東京滞在記

7月4日から7月6日まで諸用で東京に行っていた。

遠出なんていつ以来だろう。それも今回の交通手段は高校の修学旅行くらいでしか利用したことのない飛行機だ。
根っからのインドア派(「引きこもり」のお洒落な言い換え)な私の胸は、出発前からざわつき、ご飯も喉を通らない。これが恋かしら。
ひたすらに忘れ物がないか気にかけながら、家を出る。
利用しなれた大阪駅までの電車も、いつもと違う緊張感に満ちているように思えた。きっとあの時の私は『はじめてのおつかい』に登場する子どもたちと同じような顔をしていたに違いない。私が天真爛漫な少年少女ではなく、何の愛嬌もないいい歳こいた野郎なのがただただつらい。

大阪駅で今回お世話になる人たちにお土産を買う。もっとよいチョイスがあったのではないかと疑心暗鬼。
新今宮で南海電車に乗り換え、多少の余裕をもって関西国際空港へ到着。
空港内を散策していたら、気づけば搭乗時間直前になっており、時間ギリギリに搭乗口へ。
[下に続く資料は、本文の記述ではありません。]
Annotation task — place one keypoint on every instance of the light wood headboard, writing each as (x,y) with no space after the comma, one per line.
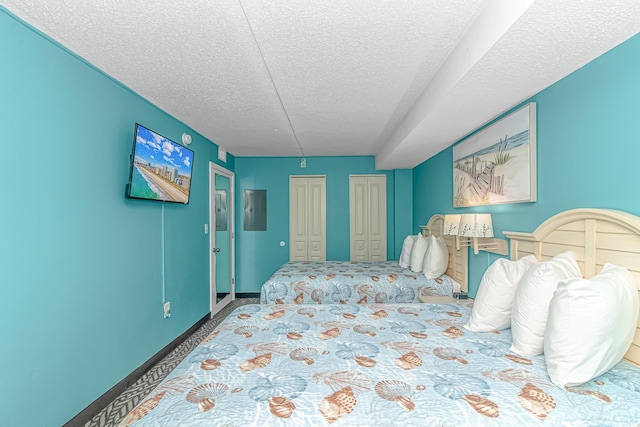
(458,268)
(596,237)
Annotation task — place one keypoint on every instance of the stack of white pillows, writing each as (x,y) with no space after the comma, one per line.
(583,326)
(427,255)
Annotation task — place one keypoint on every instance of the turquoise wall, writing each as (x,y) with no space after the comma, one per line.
(81,266)
(259,254)
(587,151)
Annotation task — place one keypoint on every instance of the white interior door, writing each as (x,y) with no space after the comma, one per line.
(307,218)
(368,217)
(222,234)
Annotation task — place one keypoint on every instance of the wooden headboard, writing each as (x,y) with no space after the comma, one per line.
(458,268)
(596,237)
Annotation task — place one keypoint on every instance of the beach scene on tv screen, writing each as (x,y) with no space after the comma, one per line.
(161,168)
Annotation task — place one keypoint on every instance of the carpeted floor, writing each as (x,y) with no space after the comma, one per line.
(123,404)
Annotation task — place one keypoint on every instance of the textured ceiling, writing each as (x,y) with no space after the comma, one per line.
(399,79)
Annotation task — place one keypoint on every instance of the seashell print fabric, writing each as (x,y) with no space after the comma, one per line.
(344,282)
(374,365)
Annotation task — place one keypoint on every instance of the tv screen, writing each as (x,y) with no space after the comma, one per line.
(160,168)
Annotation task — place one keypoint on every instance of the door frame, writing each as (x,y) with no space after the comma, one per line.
(214,305)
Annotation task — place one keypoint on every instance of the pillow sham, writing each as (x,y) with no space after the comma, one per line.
(492,308)
(405,254)
(591,325)
(532,298)
(436,258)
(417,253)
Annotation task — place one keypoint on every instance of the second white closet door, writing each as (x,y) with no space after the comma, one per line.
(368,217)
(307,218)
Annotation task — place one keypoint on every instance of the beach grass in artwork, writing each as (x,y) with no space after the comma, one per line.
(497,164)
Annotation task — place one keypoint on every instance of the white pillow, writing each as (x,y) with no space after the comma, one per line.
(492,308)
(532,298)
(417,253)
(405,255)
(591,325)
(436,258)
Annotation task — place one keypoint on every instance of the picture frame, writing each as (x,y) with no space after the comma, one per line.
(497,165)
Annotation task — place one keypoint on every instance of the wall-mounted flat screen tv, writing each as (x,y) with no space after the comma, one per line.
(160,168)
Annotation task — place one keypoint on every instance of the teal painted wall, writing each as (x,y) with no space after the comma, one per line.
(259,254)
(587,151)
(81,266)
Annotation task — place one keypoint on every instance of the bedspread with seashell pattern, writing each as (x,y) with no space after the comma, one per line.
(339,282)
(374,365)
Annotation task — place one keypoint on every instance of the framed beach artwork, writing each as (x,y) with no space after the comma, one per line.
(497,164)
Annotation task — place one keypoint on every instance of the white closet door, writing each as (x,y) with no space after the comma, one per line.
(368,217)
(316,225)
(377,192)
(359,218)
(307,218)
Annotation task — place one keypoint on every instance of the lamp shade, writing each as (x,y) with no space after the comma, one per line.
(476,225)
(451,225)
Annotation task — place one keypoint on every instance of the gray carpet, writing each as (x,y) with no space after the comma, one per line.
(123,404)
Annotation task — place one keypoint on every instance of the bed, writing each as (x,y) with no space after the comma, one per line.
(300,282)
(399,364)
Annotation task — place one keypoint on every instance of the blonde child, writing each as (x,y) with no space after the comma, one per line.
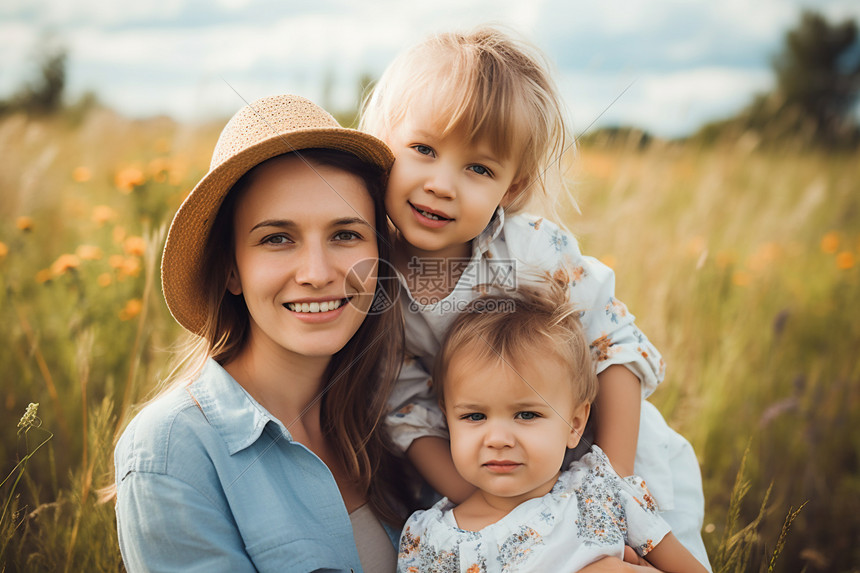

飛行機に乗り込むと、私の隣にはおそらくはハーフの幼い女の子と、その母親らしき女性の2人が席についた。どうやら海外にいる父親に会いに行くらしかった。
久々の飛行機にヒートアップし、母親の制止を振り切り、目についたあらゆるものにいたずらを仕掛ける彼女。独り言のように響きつづける母親の声。
「危ないから、それおろさないでって、機長さんが」「それも閉めたらだめ」「CAのお姉さんに窓から放り出されるよ」
ただ、それも飛行機が飛び立ちしばらくすると飽きたのか、機内で食べるつもりのホットドッグの話や、彼女によって「うんち先生」や「おしり先生」といった、においたつようなあだ名を与えられた先生たち(いったい何者なのか)の話を、大きな声で愉しそうに母親に語っていた。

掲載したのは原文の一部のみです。